El traqueteo de las maletas solo consigue inquietarme más. Escucho también el ulular de algunas aves cerca. Nervioso, me humedezco los labios. De pronto soy muy consciente, dolorosamente consciente, de que nadie sabe dónde estoy, así que podría morir aquí mismo, ahora, comido por un animal salvaje, y nadie vendría a rescatarme. Lo más probable es que mi familia ni siquiera me echase de menos hasta varias semanas más tarde y lo peor de todo es que puedo entender esa indiferencia; de hecho, me sorprende que no me odien. Eso sería más fácil, como partirse un hueso de un solo golpe en vez de ir astillándolo poco a poco en trocitos pequeños...

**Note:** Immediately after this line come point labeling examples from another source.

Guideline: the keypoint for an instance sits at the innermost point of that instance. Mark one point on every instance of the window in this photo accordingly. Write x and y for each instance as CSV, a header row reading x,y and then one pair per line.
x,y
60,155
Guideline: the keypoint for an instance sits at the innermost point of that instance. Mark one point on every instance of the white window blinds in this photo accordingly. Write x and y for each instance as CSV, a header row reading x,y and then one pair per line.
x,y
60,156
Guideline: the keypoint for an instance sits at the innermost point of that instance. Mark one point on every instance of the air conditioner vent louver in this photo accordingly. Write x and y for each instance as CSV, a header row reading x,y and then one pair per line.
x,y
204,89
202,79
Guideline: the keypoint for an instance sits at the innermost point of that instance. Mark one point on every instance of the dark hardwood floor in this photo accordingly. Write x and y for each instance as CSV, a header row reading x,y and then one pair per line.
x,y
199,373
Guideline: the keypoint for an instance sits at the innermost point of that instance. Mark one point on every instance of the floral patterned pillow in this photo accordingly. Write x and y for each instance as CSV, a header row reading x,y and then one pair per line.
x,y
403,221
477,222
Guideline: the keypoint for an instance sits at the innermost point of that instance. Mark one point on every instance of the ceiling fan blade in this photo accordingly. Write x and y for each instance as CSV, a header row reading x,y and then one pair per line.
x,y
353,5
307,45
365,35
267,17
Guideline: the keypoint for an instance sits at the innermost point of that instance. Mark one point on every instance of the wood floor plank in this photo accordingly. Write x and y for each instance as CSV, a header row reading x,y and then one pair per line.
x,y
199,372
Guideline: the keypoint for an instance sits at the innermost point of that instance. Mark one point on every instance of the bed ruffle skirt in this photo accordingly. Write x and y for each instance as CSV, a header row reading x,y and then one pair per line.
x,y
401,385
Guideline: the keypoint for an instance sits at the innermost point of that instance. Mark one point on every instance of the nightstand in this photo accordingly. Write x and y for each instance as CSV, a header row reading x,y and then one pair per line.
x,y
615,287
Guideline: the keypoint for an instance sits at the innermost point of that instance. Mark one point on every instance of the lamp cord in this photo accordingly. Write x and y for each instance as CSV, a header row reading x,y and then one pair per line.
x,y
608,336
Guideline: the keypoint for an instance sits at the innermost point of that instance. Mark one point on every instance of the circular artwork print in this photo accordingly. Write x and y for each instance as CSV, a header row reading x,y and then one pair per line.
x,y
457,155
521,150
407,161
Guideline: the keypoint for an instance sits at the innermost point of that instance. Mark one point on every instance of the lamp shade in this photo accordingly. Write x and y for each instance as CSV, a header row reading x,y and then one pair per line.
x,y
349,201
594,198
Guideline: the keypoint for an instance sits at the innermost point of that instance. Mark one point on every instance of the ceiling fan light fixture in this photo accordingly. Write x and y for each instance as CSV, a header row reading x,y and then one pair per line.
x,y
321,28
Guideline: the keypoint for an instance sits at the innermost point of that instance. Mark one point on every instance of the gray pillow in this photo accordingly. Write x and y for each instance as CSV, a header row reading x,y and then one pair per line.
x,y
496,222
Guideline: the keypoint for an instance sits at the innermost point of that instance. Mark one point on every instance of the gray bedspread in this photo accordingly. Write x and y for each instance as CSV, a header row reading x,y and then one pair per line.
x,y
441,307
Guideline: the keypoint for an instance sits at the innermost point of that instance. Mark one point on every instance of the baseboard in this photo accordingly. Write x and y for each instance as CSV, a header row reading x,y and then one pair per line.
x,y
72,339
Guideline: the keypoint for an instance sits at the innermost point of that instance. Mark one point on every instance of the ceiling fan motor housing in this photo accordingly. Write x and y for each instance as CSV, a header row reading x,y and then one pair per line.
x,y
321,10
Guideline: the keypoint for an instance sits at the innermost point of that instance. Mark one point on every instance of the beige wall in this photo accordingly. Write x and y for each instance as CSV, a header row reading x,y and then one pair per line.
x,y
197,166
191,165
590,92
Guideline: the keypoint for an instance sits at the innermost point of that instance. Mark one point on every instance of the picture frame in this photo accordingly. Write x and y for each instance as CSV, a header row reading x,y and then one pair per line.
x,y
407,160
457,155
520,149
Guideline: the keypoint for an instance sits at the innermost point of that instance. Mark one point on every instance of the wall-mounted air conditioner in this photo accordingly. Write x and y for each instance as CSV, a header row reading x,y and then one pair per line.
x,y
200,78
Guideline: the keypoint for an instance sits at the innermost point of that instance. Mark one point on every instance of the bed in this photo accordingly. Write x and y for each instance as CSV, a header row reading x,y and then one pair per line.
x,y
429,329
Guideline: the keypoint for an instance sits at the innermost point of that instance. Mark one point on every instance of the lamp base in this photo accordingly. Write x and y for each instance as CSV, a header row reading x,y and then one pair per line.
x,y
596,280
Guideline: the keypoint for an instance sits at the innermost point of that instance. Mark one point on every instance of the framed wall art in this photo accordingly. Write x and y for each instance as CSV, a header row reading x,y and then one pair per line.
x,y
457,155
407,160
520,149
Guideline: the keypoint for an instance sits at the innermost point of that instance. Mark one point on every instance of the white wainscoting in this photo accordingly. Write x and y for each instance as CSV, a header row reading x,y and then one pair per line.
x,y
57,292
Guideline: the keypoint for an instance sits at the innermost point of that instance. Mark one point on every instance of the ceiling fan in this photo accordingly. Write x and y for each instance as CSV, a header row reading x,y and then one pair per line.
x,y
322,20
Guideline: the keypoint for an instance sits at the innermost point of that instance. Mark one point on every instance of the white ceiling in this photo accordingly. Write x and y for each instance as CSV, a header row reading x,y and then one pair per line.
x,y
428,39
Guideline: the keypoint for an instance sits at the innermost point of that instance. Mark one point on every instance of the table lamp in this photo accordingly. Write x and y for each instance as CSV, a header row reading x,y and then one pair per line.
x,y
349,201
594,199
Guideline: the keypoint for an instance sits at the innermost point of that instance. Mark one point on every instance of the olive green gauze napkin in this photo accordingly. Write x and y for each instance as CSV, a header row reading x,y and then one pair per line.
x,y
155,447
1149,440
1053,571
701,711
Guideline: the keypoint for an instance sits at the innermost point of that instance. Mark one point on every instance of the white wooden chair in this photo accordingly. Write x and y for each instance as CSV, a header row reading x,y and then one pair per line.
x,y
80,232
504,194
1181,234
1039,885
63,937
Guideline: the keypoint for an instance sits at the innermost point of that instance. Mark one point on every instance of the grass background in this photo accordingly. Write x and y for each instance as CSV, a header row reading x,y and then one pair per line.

Los recuerdos agridulces quedan relegados a un lado en cuanto escucho una especie de aullido espeluznante. Se me eriza la piel. Distingo pisadas aceleradas, como si alguien se aproximase a la desesperada. Saboreo el miedo ascendiendo por la garganta. No veo nada, todo está oscuro. Apenas pienso en lo que hago cuando suelto las maletas, doy media vuelta y salgo corriendo. Por suerte, es lo único que sé hacer, lo único que se me da bien: correr. Sin embargo, esta vez parece que no soy lo suficientemente rápido. Grito. No sé qué está pasando, pero percibo el peligro casi rozándome la espalda, muy cerca. Cuando intento impulsarme más deprisa, tropiezo y me tambaleo.